Le défi de l’adaptation
Comme le souligne le réalisateur, ce passage en particulier fait partie des choses qui ont été fabriquées de toutes pièces pour le long métrage. «L’idée que Joanna se rende chez sa patronne pendant son deuil n’était pas dans le livre. Je me disais cependant que pour le bien du film, il fallait aller là», dit-il.
Lors des trois années et demie «longues et plaisantes» qu’aura duré l’écriture du scénario, Philippe Falardeau a d’ailleurs pu compter sur Joanna Rakoff, la vraie. «Nous nous sommes très bien entendus, et elle est même devenue ma première lectrice!» s’enthousiasme-t-il.
«C’était de sa vie qu’il était question, donc il était essentiel de ne pas trahir certaines choses de base. Elle comprenait la nécessité pour moi d’aller dans la fiction et de créer des liants qui n’étaient pas forcément dans son autobiographie. Elle était très ouverte et m’a encouragé à aller plus loin», détaille ensuite Philippe Falardeau.
Puisque son objectif «était de faire le meilleur film possible», il a notamment fallu trouver le bon équilibre. «Ce qui est délicat, c’est que ce sont des mémoires de quelqu’un qui est vivant. Nous n’avons donc pas eu le choix d’extrapoler certains aspects.»

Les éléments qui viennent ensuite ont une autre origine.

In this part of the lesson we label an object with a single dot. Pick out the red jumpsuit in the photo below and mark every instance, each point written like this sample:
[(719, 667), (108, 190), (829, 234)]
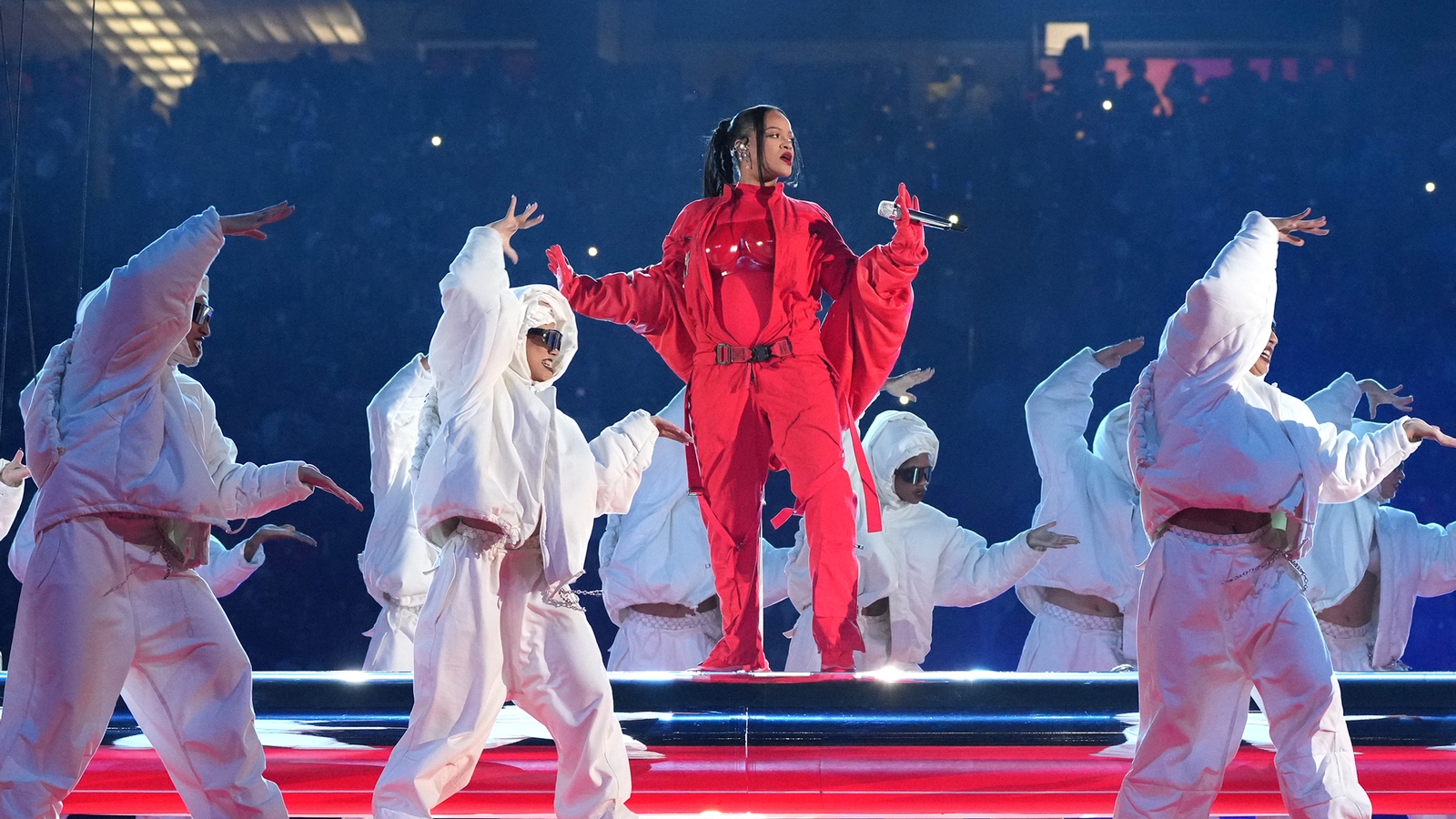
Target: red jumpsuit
[(698, 308)]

Et parce que l’enjeu de l’adaptation n’a pas été ce qu’il allait se passer, mais plutôt comment les choses allaient-elles se passer, il était nécessaire de trouver la bonne façon de faire. «Le film est tranquille, doux, lent… et on passe du temps avec quelqu’un sans qu’il y ait de punch, donc c’était un beau défi», se rappelle-t-il.

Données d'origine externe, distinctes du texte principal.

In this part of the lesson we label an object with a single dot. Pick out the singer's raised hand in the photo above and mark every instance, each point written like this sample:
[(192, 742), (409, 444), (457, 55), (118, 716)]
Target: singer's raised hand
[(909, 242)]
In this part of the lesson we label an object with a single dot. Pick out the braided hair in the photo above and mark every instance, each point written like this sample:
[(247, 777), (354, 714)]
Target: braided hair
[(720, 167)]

Et Salinger dans My Salinger Year?
Lorsqu’on lui demande s’il était lui-même un fan de J.D. Salinger, Philippe Falardeau confesse qu’il ne l’avait jamais lu avant de commencer l’ouvrage de Joanna Rackoff. «Je pouvais nommer quelques-un des ses livres et je connaissais un peu sa personnalité. J’avais également déjà écrit une première version du scénario avant de lire L’Attrape-cœurs (The Catcher in the Rye).»
Face à l’aura d’un artiste aussi imposant que Salinger, «tout était une question d’en parler sans trop en parler, car il ne fallait pas que ça vienne cannibaliser My Salinger Year». Et le cinéaste veut être le plus honnête possible à propos de son film. «Il ne s’agit pas de Salinger, ni de L’Attrape-cœurs.»

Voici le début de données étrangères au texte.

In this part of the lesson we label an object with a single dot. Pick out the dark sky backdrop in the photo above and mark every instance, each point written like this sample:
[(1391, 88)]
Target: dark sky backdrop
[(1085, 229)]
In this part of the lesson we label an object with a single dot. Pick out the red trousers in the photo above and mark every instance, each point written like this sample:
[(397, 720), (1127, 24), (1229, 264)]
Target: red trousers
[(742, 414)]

Bien sûr, Philippe Falardeau a «beaucoup aimé» cette oeuvre culte, mais «certainement d’une manière différente que [s’il l’avait] lu dans [sa] jeunesse». «Je ne crois pas que je l’aurais aimé au secondaire, car je n’en aurais pas compris la portée, au-delà de la révolte adolescente envers le monde des adultes et celui de façade.»
Lui y voit plus un livre sur la santé mentale, la dépression. «[Holden Caulfield] est un personnage dépressif et c’était avant-gardiste dans ces années-là d’écrire un roman là-dessus», distingue-t-il.
Bien loin de nous déprimer, le film est au contraire jonché d’espoir et de ténacité.